By the end of the 1800s, Halloween became a holiday associated with community and neighborly get-togethers, and parties for both children and adults became the most common way to celebrate the day. By the 1920s and 1930s, parades and townwide parties had become the norm.

After World War II the large number of children from the baby boom brought about the move of the celebrations from town civic centers to classrooms and private homes, where they could be more easily accommodated. Trick-or-treating was also revived and adapted, and Halloween became the popular and commercialized holiday observed today.

By the latter half of the 20th century, however, the festivities took on special significance for a little recognized but growing group. Now numbering into the hundreds of thousands, Neopagans often claim Halloween as the most important holy day of the year. Having carefully studied Celtic history to determine as closely as possible the rites and customs of the Druids (the Celtic priests and intelligentsia), modern-day pagans have rekindled the polytheistic religion of this ancient people. And they are fully aware that “Christian” celebrations such as Halloween are, in fact, thoroughly pagan festivals.

Isaac Bonewits, Neopagan author and retired archdruid, notes on his website: “The Christian Church was unable to get the people to stop celebrating this holiday, so they simply sprinkled a little holy water on it and gave it new names, as they did with other Paleopagan [or ancient pagan] holidays and customs. This was a form of calendrical imperialism.”

The Christian Church was unable to get the people to stop celebrating this holiday, so they simply sprinkled a little holy water on it and gave it new names.”
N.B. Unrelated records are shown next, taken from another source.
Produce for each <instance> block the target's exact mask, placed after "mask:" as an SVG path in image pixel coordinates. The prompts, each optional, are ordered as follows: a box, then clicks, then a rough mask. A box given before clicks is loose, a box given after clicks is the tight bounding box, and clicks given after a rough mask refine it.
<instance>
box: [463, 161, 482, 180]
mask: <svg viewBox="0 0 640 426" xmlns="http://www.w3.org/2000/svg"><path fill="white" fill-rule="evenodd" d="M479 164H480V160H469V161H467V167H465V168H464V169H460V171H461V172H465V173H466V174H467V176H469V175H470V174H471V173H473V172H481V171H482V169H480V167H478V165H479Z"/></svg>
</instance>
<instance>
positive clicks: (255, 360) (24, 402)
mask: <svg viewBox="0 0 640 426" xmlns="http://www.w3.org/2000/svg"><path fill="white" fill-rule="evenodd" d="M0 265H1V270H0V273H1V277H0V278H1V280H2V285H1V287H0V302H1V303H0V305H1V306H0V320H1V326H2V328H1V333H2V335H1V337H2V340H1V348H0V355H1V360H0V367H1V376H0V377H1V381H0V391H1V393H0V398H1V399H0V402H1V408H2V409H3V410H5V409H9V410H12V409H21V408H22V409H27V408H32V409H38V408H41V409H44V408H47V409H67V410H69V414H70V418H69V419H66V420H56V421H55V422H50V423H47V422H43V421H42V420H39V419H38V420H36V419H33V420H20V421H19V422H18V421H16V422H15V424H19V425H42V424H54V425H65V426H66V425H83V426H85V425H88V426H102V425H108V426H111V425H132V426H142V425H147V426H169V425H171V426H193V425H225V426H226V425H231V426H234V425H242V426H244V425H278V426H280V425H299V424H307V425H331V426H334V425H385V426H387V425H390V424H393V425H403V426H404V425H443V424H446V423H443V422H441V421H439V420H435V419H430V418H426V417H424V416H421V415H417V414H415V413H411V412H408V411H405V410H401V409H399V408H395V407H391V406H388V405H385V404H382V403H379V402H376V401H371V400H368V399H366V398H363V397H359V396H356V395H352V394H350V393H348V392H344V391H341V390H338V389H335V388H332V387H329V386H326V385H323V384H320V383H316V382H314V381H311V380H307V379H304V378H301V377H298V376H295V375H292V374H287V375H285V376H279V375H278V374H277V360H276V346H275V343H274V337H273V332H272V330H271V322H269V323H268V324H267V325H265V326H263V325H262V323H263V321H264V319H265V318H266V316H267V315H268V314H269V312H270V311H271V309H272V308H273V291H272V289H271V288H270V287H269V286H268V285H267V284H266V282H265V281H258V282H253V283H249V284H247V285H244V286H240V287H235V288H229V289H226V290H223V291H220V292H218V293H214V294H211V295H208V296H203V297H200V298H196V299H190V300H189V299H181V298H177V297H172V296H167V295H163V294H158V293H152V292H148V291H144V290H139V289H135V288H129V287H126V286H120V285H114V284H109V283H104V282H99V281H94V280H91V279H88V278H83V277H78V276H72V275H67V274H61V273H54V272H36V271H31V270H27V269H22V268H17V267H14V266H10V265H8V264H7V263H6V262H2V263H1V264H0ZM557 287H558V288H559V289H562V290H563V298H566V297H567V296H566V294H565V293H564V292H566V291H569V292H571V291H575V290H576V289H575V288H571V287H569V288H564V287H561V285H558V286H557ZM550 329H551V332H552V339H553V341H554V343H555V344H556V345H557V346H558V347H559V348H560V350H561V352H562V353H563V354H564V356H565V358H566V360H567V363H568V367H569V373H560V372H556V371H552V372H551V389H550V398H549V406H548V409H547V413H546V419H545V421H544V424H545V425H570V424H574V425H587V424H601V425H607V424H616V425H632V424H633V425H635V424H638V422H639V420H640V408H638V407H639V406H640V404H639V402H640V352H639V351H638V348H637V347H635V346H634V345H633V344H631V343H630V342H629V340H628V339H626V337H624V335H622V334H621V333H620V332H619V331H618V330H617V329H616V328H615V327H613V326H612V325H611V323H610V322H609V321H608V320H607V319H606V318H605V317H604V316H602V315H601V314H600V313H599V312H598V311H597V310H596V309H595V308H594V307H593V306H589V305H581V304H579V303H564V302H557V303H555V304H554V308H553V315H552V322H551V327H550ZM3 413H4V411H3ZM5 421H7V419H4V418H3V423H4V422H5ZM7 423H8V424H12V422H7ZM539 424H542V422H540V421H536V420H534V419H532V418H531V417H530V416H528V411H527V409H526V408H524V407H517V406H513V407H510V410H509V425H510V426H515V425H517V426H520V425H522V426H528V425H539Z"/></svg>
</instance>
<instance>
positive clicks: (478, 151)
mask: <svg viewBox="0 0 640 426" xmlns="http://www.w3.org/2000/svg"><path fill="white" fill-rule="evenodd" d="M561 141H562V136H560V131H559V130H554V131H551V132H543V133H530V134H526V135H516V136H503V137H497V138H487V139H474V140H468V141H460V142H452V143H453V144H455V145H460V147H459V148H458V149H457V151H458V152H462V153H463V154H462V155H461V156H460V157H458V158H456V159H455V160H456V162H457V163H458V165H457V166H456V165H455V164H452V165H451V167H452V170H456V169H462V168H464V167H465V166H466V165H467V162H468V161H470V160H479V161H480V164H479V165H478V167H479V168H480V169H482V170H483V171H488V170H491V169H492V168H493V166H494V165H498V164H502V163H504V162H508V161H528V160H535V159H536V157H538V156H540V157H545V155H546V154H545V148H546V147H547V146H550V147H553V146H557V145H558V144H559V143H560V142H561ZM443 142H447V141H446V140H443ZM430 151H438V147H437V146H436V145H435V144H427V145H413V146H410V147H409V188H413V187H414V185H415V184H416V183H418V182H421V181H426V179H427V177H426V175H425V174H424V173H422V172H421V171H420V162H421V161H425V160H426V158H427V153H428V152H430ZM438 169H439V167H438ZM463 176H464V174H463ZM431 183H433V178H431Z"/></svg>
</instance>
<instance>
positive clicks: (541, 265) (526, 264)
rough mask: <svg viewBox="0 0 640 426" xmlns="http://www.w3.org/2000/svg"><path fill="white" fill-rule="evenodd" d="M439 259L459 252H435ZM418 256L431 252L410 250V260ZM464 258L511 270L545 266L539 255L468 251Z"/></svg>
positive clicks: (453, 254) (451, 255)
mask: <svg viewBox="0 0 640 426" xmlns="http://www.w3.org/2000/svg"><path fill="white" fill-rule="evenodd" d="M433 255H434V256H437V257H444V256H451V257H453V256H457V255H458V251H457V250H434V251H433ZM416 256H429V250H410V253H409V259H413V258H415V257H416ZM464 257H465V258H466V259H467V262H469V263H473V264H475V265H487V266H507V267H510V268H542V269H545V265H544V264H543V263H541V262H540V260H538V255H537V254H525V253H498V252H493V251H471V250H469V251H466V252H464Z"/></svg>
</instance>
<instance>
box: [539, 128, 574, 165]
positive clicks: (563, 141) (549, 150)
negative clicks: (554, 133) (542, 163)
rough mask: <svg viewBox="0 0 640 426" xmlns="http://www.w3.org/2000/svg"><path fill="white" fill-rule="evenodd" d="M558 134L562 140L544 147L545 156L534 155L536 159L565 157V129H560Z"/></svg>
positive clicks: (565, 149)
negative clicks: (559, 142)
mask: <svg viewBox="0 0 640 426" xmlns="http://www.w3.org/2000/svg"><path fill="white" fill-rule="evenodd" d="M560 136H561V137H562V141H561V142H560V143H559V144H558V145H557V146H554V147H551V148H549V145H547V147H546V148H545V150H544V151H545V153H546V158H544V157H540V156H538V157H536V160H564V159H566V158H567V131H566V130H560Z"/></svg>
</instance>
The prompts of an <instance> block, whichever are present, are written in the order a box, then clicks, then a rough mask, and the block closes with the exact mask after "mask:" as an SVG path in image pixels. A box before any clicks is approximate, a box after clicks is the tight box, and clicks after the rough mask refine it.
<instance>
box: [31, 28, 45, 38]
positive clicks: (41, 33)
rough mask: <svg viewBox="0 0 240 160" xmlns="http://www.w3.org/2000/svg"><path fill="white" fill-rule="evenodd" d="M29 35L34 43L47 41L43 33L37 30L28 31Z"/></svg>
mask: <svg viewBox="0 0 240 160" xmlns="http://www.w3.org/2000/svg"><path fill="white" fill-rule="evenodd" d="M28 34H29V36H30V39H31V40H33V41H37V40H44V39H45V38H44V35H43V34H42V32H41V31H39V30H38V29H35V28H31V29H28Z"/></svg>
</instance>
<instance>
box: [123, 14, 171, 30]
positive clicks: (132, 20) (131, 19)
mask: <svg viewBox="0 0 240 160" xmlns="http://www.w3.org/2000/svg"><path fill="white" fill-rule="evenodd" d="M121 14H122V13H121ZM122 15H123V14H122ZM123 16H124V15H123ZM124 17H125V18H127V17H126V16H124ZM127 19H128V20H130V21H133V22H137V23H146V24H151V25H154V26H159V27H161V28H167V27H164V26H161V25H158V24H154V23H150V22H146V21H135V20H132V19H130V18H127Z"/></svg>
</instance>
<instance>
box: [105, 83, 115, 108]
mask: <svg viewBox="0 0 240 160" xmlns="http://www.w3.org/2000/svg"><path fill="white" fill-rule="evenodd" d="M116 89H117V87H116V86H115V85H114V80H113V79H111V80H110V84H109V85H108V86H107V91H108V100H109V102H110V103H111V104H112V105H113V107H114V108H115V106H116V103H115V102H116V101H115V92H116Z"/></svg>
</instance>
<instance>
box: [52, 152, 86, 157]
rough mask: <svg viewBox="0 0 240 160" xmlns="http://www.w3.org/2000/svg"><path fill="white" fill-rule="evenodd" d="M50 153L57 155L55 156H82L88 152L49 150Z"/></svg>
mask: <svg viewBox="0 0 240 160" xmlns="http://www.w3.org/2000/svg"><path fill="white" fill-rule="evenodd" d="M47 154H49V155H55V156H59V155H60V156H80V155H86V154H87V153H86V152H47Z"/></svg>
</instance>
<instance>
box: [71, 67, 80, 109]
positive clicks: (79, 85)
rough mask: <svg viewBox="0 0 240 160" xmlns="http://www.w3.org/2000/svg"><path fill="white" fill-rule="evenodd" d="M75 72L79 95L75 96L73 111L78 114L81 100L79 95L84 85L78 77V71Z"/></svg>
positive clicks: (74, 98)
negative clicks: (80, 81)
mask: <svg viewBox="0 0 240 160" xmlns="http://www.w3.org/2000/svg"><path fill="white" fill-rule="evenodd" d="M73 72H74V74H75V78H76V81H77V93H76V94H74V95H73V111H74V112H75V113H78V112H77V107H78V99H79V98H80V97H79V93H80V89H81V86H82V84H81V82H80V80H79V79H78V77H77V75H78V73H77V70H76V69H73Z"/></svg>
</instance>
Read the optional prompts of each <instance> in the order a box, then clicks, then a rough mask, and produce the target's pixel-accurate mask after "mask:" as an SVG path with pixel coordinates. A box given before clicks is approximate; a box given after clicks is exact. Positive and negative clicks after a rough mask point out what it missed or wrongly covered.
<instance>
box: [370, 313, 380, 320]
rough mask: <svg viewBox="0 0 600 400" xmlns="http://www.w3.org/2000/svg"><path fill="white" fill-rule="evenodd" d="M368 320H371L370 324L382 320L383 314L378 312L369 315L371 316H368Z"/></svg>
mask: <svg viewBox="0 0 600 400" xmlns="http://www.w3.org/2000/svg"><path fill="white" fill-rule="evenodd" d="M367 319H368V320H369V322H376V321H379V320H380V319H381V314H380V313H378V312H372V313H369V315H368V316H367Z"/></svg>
Isaac Bonewits, retired archdruid

He adds that when some people suggest that Halloween observance should be removed from schools “because it’s a ‘pagan holiday,’ they are perfectly correct. Of course, Valentine’s Day/Lupercalia, Easter/Eostre, and Christmas/Yule also have many Paleopagan elements associated with their dating and/or symbols. . . . So if we decide to rid the public schools of all holidays that have Pagan aspects to them, there won’t be many left for the kids to enjoy.”

Bonewits quotes Philip Carr-Gomm, also a Neopagan and author of The Elements of the Druid Tradition, regarding the evolution of Halloween: “With the coming of Christianity, this festival was turned into Hallowe’en (31 October), All Hallows (1 November), and All Souls Day (2 November). Here we can see most clearly the way in which Christianity built on the Pagan foundations it found rooted in these [British] isles. Not only does the purpose of the festival match with the earlier one, but even the unusual length of the festival is the same.”

Innocent Fun?

As people today continue to observe Halloween—with its roots in ancient pagan rites and customs—on an even broader international level, the practice raises some provocative questions. What are we teaching our children? Why in 21st-century society do we celebrate customs based on the ancient glorification of evil spirits, witches, magic, ghosts, death, and a pantheon of pagan gods and goddesses?

Why do those who claim a Christian identity encourage, observe and foster such a celebration for themselves and/or their children? Isn’t Halloween observance exactly the sort of practice the apostle Paul was referring to when he encouraged the followers of Christ in his time to disassociate themselves from the dubious customs of their societies? Paul wrote to the Corinthian converts, “Do not be unequally yoked together with unbelievers. For what fellowship has righteousness with lawlessness? And what communion has light with darkness? And what accord has Christ with Belial? Or what part has a believer with an unbeliever? . . . ‘Come out from among them and be separate, says the Lord’” (2 Corinthians 6:14–17).

Paul’s words represent an unpopular and neglected aspect of the Bible’s message. Surely the rejection of this overtly pagan festival is but one example of how we are able to fulfill his admonition today.